Experts universally cite teacher-quality as the single greatest determinant on student learning and, subsequently, that child’s long term well-being.

Yet, it is simply not possible to produce a high-quality teaching workforce with today’s inefficient and counterproductive compensation system.

Often discussed in abstract terms of long-run financial costs, these findings illustrate that the public pension crisis is doing real damage, and it’s doing it right now.

Thankfully, there are a variety of viable pension reform solutions available, with Utah and Arizona’s recent experiences providing some of the best roadmaps.

Sensible pension reform of this type would not only allow Nevada to pay its teachers fairly but, most importantly, ensure that all students are greeted by the highly skilled educator they deserve, not an empty chair.

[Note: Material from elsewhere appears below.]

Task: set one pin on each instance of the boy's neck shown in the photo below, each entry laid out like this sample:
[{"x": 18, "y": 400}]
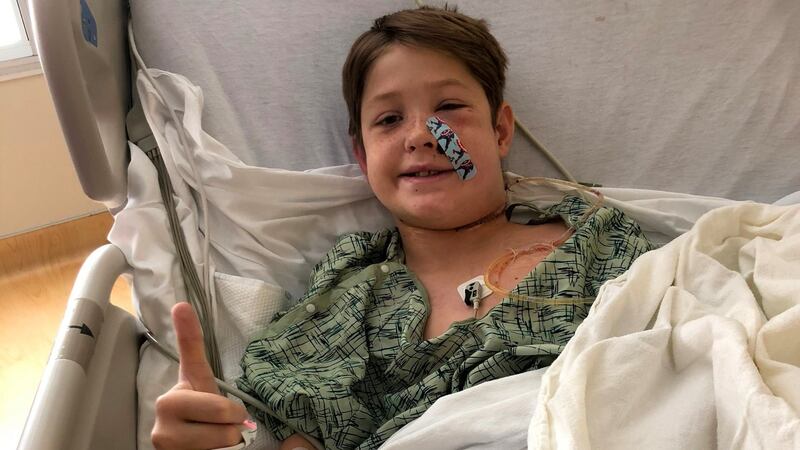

This commentary was originally published in the Washington Examiner.

Robert Fellner

Robert Fellner

Director of Policy

Robert Fellner is NPRI’s policy director and joined the Institute in December 2013. Robert has written extensively on the issue of transparency in government. He has also conducted legal research and assisted in crafting legal arguments for numerous public records-related lawsuits, including one which prevailed at the Nevada Supreme Court, resulting in a landmark decision that protected and expanded Nevadans’ rights to access and inspect government records.

An expert on government compensation and its impact on taxes, Robert has authored multiple studies on public pay and pensions. He has been published in Business Insider, Forbes.com, the Las Vegas Review Journal, the Los Angeles Times, RealClearPolicy.com, the San Diego Union-Tribune, the Wall Street Journal, ZeroHedge.com and elsewhere.

Robert has lived in Las Vegas since 2005 when he moved to Nevada to become a professional poker player. Robert has had a remarkably successfully poker career including two top 10 World Series of Poker finishes and being ranked #1 in the world at 10/20 Pot-Limit Omaha cash games.

Additionally, his economic analysis on the minimum wage won first place in a 2011 George Mason University essay contest. He also independently organized a successful grassroots media and fundraising effort for a 2012 presidential candidate, before joining the campaign in an official capacity.